I don't buy this. You only have to look around to see how utterly desparate people are to get back to living....the shops are rammed, the Government has basically had to give everyone a Christmas break from the rules, restaurant visits were 75% of normal last week according to the ONS (despite restaurants in a chunk of the country being closed!). Next week London will lose their shit about being put into Tier 3 and half the North will lose their shit about not being taken out of it. The government's own MPs are already increasingluly restive, so securing a majority for extending a restrictions far into the spring will be fun. As in many other areas of life, the recommendations of public health types will hit the buffer of people's willingness to comply and politicians' willingness to advocate very expensive and depressing measures. I think personally that buffer will be hit once death and hospitalisation rates really start to go down, especially if thar coincidences with lots of depressing headlines about the social and economic cost of all this.

Also I think the Government will love the idea of the UK being the first country in the world to officially declare Victory Over Covid and lift all restrictions, especially as it can be flogged as a benefit of Brexit.

Agree with all this. For every person on MN saying that lockdown has given them a chance to 'reflect' and 'enjoy the slower pace of life' there are any number of others desperate to get back to some kind of normality.

It's all very well for well-paid public health experts to say restrictions should go on indefinitely, and from their narrow perspective, they're probably right. But in the real world, people have priorities other than Covid, and having been told that vaccination would be the beginning of the end, it will be very hard to justify continued harsh restrictions beyond the first few months of next year. Especially as rolling on-off lockdowns don't seem to be having much long-term benefit, either here or elsewhere.

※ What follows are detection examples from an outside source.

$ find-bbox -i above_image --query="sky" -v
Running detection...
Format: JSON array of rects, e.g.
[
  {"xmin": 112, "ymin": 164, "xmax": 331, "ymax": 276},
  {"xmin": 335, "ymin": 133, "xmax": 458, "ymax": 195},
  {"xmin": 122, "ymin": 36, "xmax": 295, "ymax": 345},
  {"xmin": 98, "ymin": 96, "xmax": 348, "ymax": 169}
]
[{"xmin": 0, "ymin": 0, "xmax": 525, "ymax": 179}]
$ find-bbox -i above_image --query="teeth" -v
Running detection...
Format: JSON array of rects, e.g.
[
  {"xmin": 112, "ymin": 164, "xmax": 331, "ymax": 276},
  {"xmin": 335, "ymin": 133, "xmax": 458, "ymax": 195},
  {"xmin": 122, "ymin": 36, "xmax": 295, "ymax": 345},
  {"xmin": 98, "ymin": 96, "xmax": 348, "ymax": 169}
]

PurpleDaisies · 12/12/2020 13:14

Agree with all this. For every person on MN saying that lockdown has given them a chance to 'reflect' and 'enjoy the slower pace of life' there are any number of others desperate to get back to some kind of normality.

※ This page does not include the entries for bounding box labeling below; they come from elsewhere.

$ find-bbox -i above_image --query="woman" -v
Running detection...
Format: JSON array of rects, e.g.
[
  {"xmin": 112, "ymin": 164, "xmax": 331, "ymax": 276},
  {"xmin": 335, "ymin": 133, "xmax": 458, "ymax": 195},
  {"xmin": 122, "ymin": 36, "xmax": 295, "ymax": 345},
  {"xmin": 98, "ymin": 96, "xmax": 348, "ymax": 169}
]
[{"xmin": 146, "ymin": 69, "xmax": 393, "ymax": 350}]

You’re wrong to assume that people wanting restrictions to continue like lockdowns abs hand enjoyed them.

MadameBlobby · 12/12/2020 13:15

It's all very well for well-paid public health experts to say restrictions should go on indefinitely, and from their narrow perspective, they're probably right. But in the real world, people have priorities other than Covid, and having been told that vaccination would be the beginning of the end, it will be very hard to justify continued harsh restrictions beyond the first few months of next year. Especially as rolling on-off lockdowns don't seem to be having much long-term benefit, either here or elsewhere.

Totally agree. This is why I have no time for Whitty, Vallance, SAGE and all the rest of them. They don’t live in the real world and the 4000 deaths a day figure which was clearly pulled out their arse to scare people has really finally stopped me believing anything they have to say.

IcedPurple · 12/12/2020 13:20

You’re wrong to assume that people wanting restrictions to continue like lockdowns abs hand enjoyed them.

Not everyone by any means, but there is no doubt that some people have indeed enjoyed lockdown. Right here on this thread we have someone saying how much she has enjoyed the lack of 'noise' and wants this to continue.

VaTeLaverLesMains · 12/12/2020 13:23

It's The Truman Show.

We just need to find the edge.

Confused
Yohoheaveho · 12/12/2020 13:36

In countries affected by SARS people continued wearing masks for years afterwards ...didn't they 🤔

PicsInRed · 12/12/2020 13:40

@Yohoheaveho

In countries affected by SARS people continued wearing masks for years afterwards ...didn't they 🤔
Not all of them and crucially they weren't required to.